Researchers spotted a supermassive black hole in a galaxy called GS-9209, which is 25 billion light-years away from Earth, making it one of the most distant to ever be observed and recorded.

The team from the University of Edinburgh used the James Webb Space Telescope (JWST) to observe the galaxy and reveal new details about its composition and history.

Dr Adam Carnall, who led the effort, said the telescope – the most powerful ever built – shows how galaxies were growing “bigger and earlier” than astronomers had expected in the first billion years of the universe.

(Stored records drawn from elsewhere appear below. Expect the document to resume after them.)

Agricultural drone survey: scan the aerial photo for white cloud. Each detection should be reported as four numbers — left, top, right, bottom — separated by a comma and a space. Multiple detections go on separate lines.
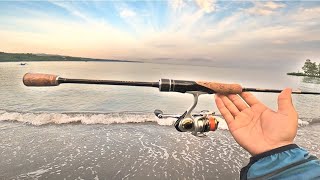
247, 1, 286, 16
195, 0, 216, 13
119, 8, 137, 18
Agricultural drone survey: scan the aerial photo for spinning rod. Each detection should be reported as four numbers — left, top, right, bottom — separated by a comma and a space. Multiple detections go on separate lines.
23, 73, 320, 95
23, 73, 320, 136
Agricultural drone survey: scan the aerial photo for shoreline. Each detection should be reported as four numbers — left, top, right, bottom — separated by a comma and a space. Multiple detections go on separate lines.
287, 72, 320, 78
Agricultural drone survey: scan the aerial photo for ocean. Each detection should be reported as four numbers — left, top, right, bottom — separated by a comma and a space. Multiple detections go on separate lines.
0, 62, 320, 179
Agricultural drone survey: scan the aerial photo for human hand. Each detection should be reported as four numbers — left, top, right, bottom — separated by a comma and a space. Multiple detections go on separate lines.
215, 88, 298, 156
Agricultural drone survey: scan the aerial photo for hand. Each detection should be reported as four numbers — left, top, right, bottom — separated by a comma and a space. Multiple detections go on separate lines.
215, 89, 298, 156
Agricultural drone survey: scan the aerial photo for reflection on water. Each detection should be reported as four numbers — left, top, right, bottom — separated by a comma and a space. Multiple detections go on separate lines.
0, 62, 320, 119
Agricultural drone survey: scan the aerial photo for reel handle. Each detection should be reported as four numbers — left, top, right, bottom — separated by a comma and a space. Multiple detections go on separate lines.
23, 73, 60, 86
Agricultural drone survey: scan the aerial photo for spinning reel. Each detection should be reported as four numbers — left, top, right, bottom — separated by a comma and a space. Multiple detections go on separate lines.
154, 92, 219, 137
23, 73, 320, 136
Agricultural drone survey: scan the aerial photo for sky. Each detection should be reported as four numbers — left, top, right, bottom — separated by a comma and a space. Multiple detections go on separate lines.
0, 0, 320, 66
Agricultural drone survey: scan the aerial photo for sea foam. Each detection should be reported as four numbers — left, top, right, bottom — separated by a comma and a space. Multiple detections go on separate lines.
0, 110, 309, 130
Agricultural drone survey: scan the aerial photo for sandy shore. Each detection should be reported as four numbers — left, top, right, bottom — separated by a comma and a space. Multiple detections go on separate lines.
0, 122, 320, 179
0, 122, 249, 179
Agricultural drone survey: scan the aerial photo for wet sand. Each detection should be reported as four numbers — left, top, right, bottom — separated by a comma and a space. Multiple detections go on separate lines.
0, 122, 249, 179
0, 122, 320, 179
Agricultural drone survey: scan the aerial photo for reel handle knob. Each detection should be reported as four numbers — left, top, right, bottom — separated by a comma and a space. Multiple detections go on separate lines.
208, 116, 219, 131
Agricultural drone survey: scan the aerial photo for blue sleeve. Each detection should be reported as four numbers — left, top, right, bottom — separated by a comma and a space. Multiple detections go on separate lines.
240, 144, 320, 180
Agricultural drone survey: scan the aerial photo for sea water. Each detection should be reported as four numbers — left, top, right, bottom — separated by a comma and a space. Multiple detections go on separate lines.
0, 62, 320, 179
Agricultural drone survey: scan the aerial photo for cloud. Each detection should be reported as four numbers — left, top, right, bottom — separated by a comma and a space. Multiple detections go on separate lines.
0, 0, 320, 65
247, 1, 286, 16
119, 8, 137, 18
196, 0, 216, 13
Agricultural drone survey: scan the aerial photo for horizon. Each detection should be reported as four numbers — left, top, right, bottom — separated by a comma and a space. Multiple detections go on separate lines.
0, 0, 320, 67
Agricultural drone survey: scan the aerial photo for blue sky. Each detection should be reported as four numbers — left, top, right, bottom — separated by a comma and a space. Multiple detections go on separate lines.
0, 0, 320, 66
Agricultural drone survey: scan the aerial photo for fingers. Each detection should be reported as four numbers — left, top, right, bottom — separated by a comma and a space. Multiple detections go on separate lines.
218, 95, 240, 116
215, 95, 234, 125
278, 88, 295, 114
240, 92, 261, 106
228, 94, 248, 111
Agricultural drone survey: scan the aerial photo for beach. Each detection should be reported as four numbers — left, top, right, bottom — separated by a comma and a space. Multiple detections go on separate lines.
0, 62, 320, 179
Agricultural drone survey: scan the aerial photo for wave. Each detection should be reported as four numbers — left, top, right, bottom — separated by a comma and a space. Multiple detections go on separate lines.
0, 110, 311, 130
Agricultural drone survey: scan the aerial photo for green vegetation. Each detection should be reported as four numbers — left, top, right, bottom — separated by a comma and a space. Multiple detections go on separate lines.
0, 52, 137, 62
287, 59, 320, 77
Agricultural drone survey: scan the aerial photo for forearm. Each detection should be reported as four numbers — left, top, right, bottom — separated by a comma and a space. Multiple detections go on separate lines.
240, 144, 320, 179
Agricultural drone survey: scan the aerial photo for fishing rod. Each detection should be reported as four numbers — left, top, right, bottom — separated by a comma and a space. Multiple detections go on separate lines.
23, 73, 320, 136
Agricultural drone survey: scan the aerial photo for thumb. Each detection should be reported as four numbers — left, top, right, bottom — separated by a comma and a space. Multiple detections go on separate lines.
278, 88, 294, 114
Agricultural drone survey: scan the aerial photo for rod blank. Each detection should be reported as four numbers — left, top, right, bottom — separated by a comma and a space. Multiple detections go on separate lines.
23, 73, 320, 95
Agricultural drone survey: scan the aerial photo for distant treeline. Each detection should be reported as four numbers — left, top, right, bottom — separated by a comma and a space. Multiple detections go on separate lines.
287, 59, 320, 77
0, 52, 134, 62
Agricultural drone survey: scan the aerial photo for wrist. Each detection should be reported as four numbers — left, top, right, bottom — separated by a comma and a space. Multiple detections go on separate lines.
249, 142, 293, 157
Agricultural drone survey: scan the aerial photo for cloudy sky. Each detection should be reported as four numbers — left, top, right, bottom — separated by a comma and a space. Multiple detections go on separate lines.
0, 0, 320, 66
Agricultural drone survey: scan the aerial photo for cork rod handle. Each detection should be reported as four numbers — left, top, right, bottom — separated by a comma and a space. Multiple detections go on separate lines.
196, 81, 243, 95
23, 73, 60, 86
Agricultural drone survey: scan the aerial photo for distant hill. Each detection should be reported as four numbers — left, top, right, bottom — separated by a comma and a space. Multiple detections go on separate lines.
0, 52, 139, 62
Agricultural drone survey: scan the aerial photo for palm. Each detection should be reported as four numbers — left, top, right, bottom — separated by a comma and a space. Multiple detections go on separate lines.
217, 89, 297, 155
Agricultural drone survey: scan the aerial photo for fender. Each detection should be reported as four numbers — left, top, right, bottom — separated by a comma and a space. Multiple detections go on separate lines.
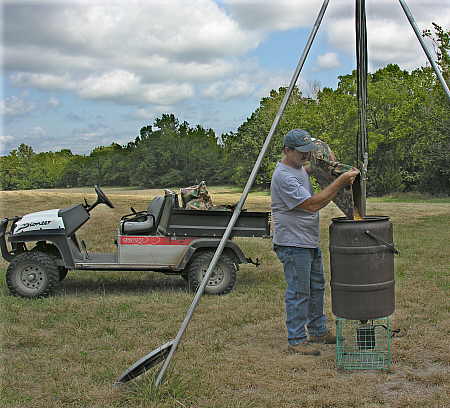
176, 238, 248, 270
7, 228, 75, 269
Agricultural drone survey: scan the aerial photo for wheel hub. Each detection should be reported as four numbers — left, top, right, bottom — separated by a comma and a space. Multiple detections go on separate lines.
202, 267, 224, 286
20, 266, 45, 289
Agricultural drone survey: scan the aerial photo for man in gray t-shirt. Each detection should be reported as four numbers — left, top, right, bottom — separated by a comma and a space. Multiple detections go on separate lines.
270, 129, 359, 355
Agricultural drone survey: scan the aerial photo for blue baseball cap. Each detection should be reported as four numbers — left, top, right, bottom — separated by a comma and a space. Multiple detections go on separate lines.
284, 129, 317, 152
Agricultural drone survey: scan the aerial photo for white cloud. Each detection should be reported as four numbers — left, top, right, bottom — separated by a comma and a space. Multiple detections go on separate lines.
47, 96, 61, 108
203, 78, 255, 101
27, 126, 47, 139
0, 135, 14, 144
317, 52, 341, 69
224, 0, 323, 32
0, 96, 35, 116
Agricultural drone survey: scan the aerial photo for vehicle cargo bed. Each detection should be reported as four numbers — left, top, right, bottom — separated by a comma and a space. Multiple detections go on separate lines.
159, 209, 270, 237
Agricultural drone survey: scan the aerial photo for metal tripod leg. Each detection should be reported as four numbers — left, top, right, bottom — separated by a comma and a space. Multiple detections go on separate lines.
155, 0, 329, 387
353, 0, 368, 218
399, 0, 450, 100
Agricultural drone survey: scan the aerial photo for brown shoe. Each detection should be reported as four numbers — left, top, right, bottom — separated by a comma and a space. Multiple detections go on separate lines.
309, 331, 336, 344
288, 341, 320, 356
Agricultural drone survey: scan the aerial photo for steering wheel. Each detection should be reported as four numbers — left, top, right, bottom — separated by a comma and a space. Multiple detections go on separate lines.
94, 184, 114, 208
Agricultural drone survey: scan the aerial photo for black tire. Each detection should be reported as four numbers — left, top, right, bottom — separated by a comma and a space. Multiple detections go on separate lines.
6, 251, 60, 298
58, 266, 69, 282
183, 251, 236, 295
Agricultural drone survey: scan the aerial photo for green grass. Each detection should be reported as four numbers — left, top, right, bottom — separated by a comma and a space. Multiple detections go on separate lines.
0, 189, 450, 408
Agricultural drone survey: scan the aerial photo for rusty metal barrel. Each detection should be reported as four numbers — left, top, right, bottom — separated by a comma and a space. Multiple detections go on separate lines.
330, 216, 397, 320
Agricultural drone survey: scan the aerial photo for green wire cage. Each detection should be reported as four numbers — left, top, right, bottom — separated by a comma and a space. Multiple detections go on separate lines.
336, 317, 392, 370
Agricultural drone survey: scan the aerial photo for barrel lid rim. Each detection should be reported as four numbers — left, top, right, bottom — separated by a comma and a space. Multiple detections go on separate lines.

“This work gives us our first detailed look at the properties of these early galaxies, charting in detail the history of GS-9209, which went on to form as many stars as our Milky Way in just 800m years after the big bang.” Succeeded,” he said.

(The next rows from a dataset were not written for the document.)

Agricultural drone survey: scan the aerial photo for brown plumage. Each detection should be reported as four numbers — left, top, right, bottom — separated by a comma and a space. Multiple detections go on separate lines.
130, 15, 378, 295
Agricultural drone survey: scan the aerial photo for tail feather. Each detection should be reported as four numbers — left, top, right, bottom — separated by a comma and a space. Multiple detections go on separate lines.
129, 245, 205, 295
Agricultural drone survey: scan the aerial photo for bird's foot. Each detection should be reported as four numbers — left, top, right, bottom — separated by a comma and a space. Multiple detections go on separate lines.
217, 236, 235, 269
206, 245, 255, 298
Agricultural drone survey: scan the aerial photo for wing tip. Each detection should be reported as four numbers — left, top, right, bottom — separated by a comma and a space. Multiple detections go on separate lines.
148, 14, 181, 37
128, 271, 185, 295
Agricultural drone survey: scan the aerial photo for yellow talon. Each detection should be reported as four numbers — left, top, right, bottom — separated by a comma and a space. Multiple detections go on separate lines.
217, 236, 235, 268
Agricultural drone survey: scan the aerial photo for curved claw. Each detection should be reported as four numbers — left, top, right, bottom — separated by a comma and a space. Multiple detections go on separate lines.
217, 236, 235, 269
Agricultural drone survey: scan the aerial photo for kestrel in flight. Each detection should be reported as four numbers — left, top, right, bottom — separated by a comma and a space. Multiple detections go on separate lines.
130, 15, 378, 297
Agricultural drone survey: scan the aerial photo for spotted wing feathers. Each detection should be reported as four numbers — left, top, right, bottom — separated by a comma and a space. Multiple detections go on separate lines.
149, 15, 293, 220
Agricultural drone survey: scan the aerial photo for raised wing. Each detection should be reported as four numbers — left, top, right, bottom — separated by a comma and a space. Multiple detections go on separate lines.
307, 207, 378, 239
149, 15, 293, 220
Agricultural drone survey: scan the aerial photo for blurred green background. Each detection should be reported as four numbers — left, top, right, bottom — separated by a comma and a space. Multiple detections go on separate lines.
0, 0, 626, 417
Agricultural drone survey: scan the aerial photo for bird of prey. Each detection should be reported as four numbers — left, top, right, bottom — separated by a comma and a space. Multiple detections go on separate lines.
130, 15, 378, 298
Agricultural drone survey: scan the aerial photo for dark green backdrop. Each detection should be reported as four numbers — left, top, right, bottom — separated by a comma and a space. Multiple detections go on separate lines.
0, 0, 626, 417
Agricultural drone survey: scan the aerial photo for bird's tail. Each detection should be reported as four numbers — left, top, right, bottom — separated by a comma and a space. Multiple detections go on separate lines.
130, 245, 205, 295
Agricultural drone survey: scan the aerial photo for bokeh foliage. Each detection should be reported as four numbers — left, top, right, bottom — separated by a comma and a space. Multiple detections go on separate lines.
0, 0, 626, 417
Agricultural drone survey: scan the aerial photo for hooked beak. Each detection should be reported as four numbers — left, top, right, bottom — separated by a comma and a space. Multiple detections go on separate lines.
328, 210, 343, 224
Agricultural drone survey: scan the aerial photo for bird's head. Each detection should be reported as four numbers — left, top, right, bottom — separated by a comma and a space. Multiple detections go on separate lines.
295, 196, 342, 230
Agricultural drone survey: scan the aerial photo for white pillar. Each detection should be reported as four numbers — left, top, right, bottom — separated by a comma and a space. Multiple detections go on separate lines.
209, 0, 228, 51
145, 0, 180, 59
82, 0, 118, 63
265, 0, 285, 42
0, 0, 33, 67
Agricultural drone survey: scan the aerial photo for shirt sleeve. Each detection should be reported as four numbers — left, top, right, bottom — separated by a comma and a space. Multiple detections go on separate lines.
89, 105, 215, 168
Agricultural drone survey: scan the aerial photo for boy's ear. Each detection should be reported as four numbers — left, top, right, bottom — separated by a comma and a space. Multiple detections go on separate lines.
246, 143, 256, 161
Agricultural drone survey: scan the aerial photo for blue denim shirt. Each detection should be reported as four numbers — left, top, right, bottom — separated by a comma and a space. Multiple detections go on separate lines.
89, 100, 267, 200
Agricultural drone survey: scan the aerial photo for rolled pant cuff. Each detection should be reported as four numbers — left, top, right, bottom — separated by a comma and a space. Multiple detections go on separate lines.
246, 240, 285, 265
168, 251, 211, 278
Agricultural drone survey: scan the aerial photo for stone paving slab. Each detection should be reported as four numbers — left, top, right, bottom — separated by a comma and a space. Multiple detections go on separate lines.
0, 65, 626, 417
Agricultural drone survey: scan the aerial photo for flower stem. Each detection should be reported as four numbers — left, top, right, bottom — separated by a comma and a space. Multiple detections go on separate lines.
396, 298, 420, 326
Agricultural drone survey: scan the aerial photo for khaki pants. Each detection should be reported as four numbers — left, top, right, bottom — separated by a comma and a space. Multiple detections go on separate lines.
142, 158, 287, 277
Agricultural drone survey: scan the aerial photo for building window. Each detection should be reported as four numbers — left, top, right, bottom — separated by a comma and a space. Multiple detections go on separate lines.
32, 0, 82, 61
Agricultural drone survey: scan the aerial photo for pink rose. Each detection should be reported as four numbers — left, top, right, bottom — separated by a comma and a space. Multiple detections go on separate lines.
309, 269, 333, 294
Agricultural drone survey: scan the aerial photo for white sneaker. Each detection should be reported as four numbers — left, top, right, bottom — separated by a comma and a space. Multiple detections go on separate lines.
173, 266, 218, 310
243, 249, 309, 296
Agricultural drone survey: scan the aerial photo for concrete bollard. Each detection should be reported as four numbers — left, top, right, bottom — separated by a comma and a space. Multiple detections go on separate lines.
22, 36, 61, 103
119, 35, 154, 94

Carnall said the “very massive black hole” at the center of GS-9209 was a “big surprise” that lends weight to the theory that such massive black holes are responsible for shutting down star formation in early galaxies.

“The evidence we see for supermassive black holes was really unexpected,” Carnell said. “It’s the kind of detail we would never have been able to see without JWST.”

A 3D model of the James Webb Space Telescope. Photograph: Alexander Mityuk / Alamy

The GS-9209 galaxy was discovered in 2004 by Karina Caputi, a former PhD student at Edinburgh University who is now professor of observational cosmology at the University of Groningen in the Netherlands.

While GS-9209 contains roughly as many stars as our home galaxy, with a combined mass equal to 40 billion Suns, it is only one-tenth the size of the Milky Way. The researchers said this is the earliest known example of a galaxy that has stopped making stars.

Supermassive black holes can stop star formation because their growth releases enormous amounts of high-energy radiation, which can heat up and eject gas from galaxies. Galaxies need giant clouds of gas and dust to collapse under their own gravity, allowing new stars to form.

“fact [that the black hole] Being so massive means that it must have been very active in the past, with lots of gas falling out, which would have been extremely bright as a quasar,” Carnal said. “All that energy coming out of the black hole at the center of the galaxy would have severely disrupted the entire galaxy, preventing the gas from collapsing to form new stars.”